WEB Advent 2010 / Don’t Panic

It’s finally happening. The end is near. The server is about to be destroyed by a fleet of Vogon cruisers. Actually, the server is about to be overrun by mouse clicks. It’s time to go look at your code and fix the slow bits.

The Internet

The Internet is full of useful advice on how to speed up your code. There are a lot of slide decks and articles focussed on pushing the last bit of performance out of your code. They mention things like changing every occurrence of print to echo, changing $i++ to ++$i, and even using for instead of foreach. Do these optimizations help? Yes, but you are not going to notice it, unless they’re in a tight loop with many iterations. It is also the wrong approach for tackling performance issues. Before you can optimize, you need to find out if your code is actually slow, then you need to understand the code, and then you need to find out where it can be optimized.

Find out if it is slow

Before you should even consider optimizing, you should try to see how slow your code actually is. Doing micro benchmarks for $i++ versus ++$i makes no sense if your app is fast already. Instead, benchmark a full spectrum of URLs. This gives you a good initial set of data to see which parts of your app are actually slow, so you can spend effort on the places where it has the greatest impact.

Understanding the code

Understanding the code isn’t always as simple as it sounds. If you’re the author of the code, than you are hopefully aware of how it is structured and how different parts interact. If you wrote it five years ago, maybe you don’t understand how it works so much anymore. (Depending on the code, perhaps even a week is too long ago to remember.)

There are a few tools that can help you to find out how your code flows and how different parts interact. The first of the tools that I want to introduce is inclued, a tool by the maintainer of APC, Gopal Vijayaraghavan.
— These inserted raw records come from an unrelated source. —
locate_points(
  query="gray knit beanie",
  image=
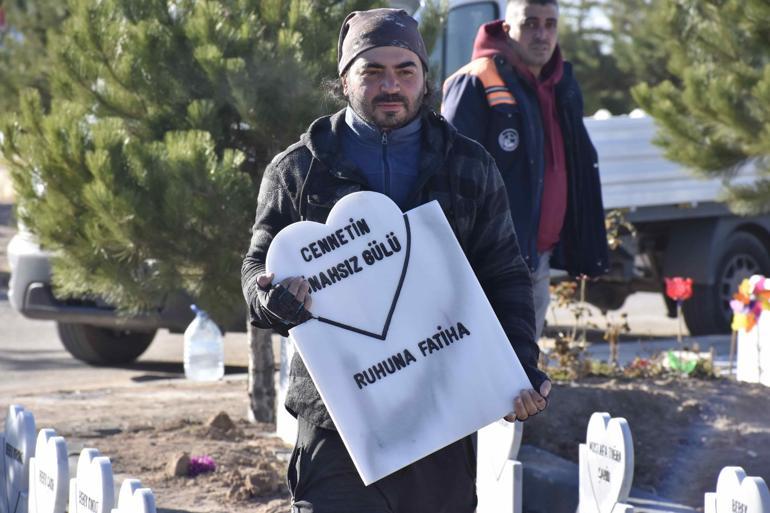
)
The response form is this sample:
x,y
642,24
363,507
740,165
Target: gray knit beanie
x,y
364,30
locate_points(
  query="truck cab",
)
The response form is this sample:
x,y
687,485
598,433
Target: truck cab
x,y
682,226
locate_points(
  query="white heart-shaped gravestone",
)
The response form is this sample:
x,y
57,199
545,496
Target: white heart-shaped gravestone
x,y
49,474
406,352
91,491
609,461
498,474
19,448
133,498
339,260
498,442
738,493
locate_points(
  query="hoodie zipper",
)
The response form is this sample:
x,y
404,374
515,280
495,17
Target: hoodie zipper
x,y
386,166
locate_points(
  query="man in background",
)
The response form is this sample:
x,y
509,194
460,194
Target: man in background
x,y
519,98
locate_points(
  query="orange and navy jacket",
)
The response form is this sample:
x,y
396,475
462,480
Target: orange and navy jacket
x,y
488,101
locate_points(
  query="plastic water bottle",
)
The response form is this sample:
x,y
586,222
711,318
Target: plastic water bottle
x,y
204,350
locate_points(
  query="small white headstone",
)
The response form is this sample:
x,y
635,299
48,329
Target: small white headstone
x,y
405,348
498,474
91,491
285,423
738,493
18,448
134,499
48,474
753,353
606,468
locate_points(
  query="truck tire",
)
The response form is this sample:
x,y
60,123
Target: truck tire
x,y
103,346
708,311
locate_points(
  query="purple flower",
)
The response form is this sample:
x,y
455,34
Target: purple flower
x,y
201,465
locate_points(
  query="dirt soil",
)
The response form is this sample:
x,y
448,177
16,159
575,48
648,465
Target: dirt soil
x,y
684,432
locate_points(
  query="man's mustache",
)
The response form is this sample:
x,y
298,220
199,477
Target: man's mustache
x,y
390,98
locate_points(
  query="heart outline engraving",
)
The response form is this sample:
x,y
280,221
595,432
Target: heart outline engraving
x,y
396,294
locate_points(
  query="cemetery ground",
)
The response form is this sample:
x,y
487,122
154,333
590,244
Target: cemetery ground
x,y
142,416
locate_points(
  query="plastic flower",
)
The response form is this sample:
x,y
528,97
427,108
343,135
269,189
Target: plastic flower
x,y
678,288
752,298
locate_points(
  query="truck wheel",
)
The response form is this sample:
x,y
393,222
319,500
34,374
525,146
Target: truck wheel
x,y
103,346
708,311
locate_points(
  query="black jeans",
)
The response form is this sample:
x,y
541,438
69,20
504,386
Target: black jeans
x,y
323,479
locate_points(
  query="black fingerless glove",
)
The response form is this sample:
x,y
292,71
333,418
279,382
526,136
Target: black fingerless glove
x,y
281,307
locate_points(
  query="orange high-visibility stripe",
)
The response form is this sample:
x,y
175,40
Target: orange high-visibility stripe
x,y
494,87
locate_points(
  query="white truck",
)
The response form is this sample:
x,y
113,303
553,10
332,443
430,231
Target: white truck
x,y
683,229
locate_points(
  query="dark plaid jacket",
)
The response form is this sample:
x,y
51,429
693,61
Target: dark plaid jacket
x,y
305,181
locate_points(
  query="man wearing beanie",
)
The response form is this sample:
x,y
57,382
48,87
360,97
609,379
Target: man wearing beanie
x,y
387,140
520,100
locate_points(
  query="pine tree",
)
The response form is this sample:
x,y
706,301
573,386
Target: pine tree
x,y
639,44
589,47
141,172
718,116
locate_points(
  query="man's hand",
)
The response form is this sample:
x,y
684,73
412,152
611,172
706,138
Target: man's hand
x,y
289,301
529,403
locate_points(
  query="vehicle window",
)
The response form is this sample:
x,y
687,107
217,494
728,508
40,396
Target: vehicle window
x,y
462,24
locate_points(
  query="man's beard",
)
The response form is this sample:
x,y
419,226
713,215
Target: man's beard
x,y
386,120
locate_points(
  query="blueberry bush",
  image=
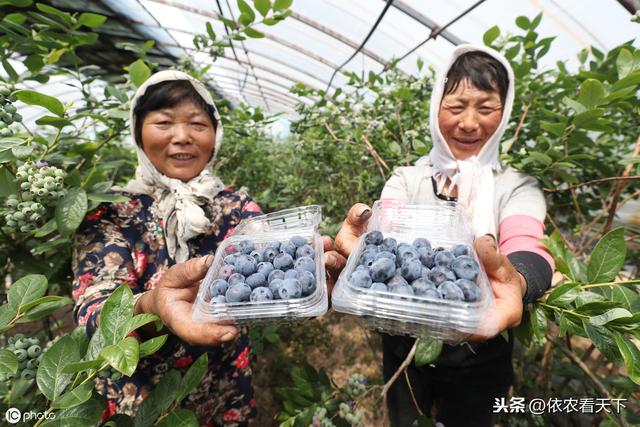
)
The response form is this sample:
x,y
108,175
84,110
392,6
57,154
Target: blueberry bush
x,y
575,130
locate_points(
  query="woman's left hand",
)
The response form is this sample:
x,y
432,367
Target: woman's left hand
x,y
508,287
333,262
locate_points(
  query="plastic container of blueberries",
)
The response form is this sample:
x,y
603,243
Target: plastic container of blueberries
x,y
281,225
443,224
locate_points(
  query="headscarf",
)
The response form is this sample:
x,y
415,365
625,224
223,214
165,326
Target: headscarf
x,y
473,177
179,202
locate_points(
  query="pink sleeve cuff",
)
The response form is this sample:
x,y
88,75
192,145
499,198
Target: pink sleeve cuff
x,y
522,233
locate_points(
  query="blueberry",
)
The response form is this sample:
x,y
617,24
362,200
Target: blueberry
x,y
389,244
421,242
306,263
439,275
401,289
246,265
397,281
256,280
218,299
465,267
361,279
235,278
290,288
421,286
269,254
378,286
261,294
305,250
451,291
238,293
226,271
469,289
307,281
275,274
246,247
283,261
274,286
373,237
218,287
444,259
288,248
459,250
298,241
291,274
382,270
257,255
265,268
It “allows you trace through and dump the hierarchy of file inclusions and class inheritance at runtime.” This means you can use it to show a graph of your include tree and find out the relationships between the files. It will also tell you whether a file referenced by include_once or require_once was actually included at that moment, or whether it has been referenced before. It will also give you class inheritance dependencies.

In order to get a more detailed overview of what goes on in your code, you can use a feature of Xdebug called function traces. Function traces allow you to record every include, function, and method call, their result values, and variable assignments to a file on disk, in a few formats. By default, Xdebug only shows the name of functions and names of included files (to reduce the amount of information), but you can control exactly how much data will get dumped to the files with various settings.

Profiling your code

We have figured out which parts of the app are slow by benchmarking and have an understanding of how our code works by looking at traces. Now, the only thing that’s left is to find out which parts of the code make specific requests in the app slow. For that, there are a few tools.
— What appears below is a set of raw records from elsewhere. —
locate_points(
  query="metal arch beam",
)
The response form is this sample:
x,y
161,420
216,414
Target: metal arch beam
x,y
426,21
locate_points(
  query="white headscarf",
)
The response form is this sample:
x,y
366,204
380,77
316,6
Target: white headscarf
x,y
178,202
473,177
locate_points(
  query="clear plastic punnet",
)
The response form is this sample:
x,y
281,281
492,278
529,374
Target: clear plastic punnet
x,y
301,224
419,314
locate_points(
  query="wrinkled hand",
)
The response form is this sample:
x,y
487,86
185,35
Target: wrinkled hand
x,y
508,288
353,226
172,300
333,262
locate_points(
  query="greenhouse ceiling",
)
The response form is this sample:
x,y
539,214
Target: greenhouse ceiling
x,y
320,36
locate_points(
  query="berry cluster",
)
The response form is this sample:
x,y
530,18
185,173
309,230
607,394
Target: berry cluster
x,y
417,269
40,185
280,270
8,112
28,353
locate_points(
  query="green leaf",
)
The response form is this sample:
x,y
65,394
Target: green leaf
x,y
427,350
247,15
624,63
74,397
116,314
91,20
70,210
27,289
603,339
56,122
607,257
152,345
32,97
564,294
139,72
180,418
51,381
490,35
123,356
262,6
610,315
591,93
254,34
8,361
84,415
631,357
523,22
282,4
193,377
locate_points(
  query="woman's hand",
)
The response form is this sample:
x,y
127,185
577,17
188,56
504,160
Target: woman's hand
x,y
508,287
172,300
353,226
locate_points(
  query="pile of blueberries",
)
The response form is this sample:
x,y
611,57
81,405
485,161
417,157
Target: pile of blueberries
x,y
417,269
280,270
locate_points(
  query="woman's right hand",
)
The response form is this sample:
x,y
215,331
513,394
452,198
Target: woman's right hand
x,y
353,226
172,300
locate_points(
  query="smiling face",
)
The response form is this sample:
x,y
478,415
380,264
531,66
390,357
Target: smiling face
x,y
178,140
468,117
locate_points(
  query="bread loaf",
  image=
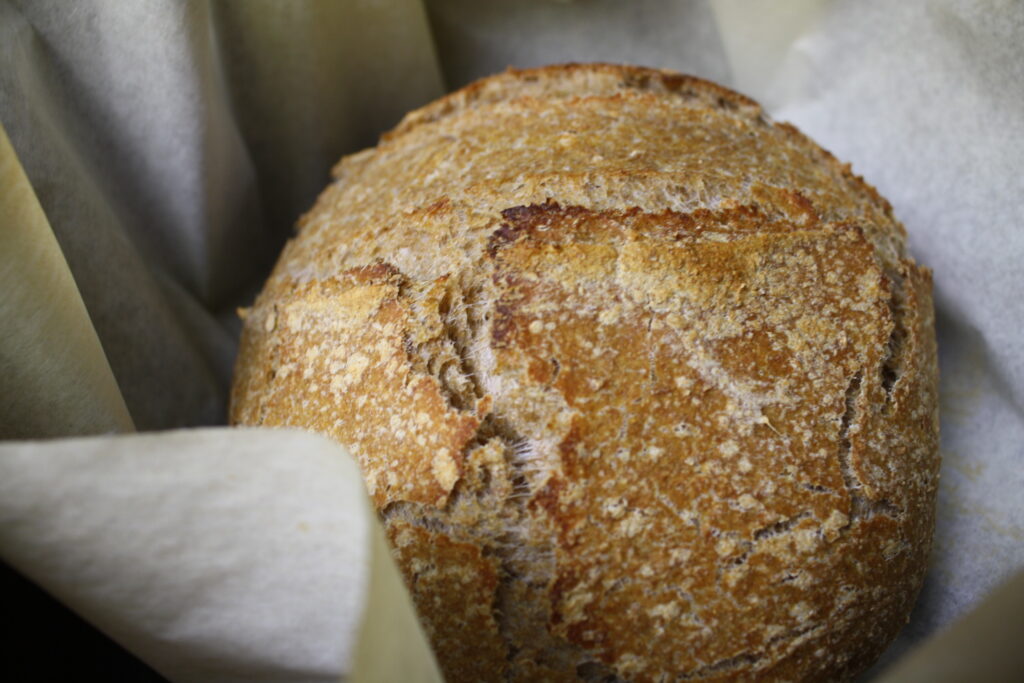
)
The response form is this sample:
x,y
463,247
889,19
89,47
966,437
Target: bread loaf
x,y
643,385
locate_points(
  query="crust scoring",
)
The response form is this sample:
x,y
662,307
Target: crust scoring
x,y
658,403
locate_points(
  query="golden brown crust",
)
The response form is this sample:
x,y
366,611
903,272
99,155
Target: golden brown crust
x,y
642,384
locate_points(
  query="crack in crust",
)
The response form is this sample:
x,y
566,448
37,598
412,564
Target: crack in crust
x,y
861,507
571,527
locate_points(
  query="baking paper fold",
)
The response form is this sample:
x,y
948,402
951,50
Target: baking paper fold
x,y
215,554
170,146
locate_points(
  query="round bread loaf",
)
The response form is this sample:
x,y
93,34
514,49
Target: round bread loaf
x,y
643,385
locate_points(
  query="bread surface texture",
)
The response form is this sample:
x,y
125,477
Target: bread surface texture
x,y
642,384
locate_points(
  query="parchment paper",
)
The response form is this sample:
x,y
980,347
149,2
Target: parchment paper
x,y
172,144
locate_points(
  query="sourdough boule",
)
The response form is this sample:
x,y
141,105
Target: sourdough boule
x,y
643,385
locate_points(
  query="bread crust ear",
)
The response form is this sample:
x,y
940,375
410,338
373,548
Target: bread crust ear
x,y
642,384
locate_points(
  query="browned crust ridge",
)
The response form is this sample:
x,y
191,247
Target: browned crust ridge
x,y
620,424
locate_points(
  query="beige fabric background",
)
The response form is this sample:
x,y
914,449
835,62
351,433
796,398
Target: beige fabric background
x,y
164,148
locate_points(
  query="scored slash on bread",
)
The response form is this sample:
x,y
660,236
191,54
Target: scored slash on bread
x,y
642,384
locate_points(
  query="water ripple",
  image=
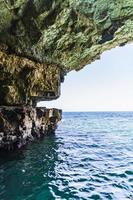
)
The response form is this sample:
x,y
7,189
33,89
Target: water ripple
x,y
90,157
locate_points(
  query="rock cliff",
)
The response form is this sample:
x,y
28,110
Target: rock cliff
x,y
42,40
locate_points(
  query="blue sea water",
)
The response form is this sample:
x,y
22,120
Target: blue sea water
x,y
89,157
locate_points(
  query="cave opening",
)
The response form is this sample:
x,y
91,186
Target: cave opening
x,y
104,85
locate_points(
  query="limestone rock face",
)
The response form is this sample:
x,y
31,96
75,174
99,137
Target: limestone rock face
x,y
23,81
20,125
56,35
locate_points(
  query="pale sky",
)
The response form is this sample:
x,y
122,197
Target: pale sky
x,y
104,85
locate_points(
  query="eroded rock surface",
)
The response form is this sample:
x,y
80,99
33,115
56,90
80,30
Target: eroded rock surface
x,y
63,34
20,125
40,42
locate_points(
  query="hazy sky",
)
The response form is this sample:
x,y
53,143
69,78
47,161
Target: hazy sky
x,y
104,85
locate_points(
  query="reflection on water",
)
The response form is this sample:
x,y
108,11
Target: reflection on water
x,y
90,157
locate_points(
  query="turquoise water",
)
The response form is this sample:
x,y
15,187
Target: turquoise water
x,y
89,157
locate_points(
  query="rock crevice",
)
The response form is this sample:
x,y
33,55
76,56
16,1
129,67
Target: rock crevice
x,y
42,40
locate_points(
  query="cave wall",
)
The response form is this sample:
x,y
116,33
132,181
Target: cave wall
x,y
42,40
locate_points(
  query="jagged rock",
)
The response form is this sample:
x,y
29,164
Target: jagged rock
x,y
23,81
19,125
41,41
60,34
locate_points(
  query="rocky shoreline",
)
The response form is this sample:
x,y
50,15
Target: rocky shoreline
x,y
22,124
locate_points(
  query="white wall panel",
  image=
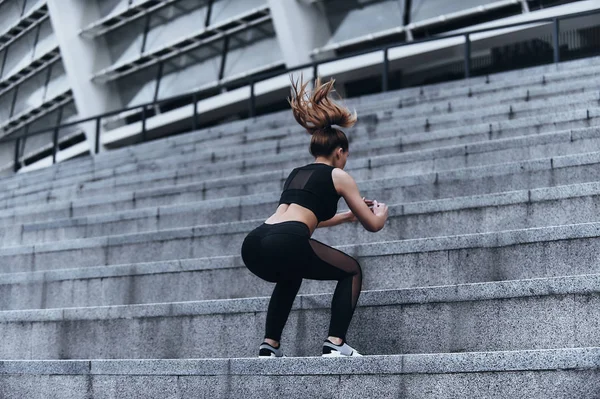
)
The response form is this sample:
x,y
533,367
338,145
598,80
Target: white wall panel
x,y
46,41
425,9
59,83
10,12
20,53
225,9
192,76
31,93
163,33
256,55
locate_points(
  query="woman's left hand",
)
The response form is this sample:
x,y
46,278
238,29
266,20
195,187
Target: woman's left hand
x,y
351,217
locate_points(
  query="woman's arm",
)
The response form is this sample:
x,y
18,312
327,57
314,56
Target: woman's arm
x,y
372,220
339,218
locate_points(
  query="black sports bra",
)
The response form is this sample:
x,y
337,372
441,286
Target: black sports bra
x,y
311,186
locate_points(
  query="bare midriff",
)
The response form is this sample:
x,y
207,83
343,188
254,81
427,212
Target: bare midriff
x,y
294,212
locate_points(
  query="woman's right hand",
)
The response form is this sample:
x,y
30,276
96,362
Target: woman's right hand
x,y
380,209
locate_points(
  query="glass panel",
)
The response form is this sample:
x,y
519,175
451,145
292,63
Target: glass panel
x,y
58,83
5,104
191,70
376,17
40,142
106,7
7,156
426,9
46,40
138,88
579,37
10,12
30,93
20,53
173,23
125,43
2,55
225,9
31,4
251,49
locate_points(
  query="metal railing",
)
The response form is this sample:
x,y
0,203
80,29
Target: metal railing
x,y
253,80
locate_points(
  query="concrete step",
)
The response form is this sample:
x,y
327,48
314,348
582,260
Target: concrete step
x,y
225,277
527,374
547,313
373,171
558,205
161,144
179,243
198,169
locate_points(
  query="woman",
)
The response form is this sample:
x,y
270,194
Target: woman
x,y
281,250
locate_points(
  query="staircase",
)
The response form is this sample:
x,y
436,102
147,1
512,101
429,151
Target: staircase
x,y
121,275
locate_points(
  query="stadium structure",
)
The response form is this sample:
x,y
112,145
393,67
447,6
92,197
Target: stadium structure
x,y
140,140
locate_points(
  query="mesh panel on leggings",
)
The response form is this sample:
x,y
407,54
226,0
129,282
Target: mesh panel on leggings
x,y
342,261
A fairly high level tool is XHProf, written by the folks at Facebook, and subsequently open sourced. (It’s available in PECL.) It’s lightweight, so it can be used in a production environment. Here is a good overview on how to use it. The documentation is also helpful.

Another profiling tool is Xdebug. Xdebug’s profiling takes a different approach; it dumps a profile file to disk for either one request or for the duration of an Apache process. This profile file can then be read by various tools to analyze the profile information. KCacheGrind, a KDE app, is the most full-featured frontend to read profile files. It can be made to run on Windows and OS X. There is also a PHP app called Webgrind that allows you to interpret the profile files in your browser.

All of these tools will help you find bottlenecks in your code, and with the information about how the code is structured, you should be able to find optimization points.

Conclusion

This was a very quick overview of a few tools that help you to figure out if, how, and which parts of your app can benefit from optimizations. From now on, “whoosh!” won’t be the sound of your deadlines going past, but rather the sound of your app’s impressive speed!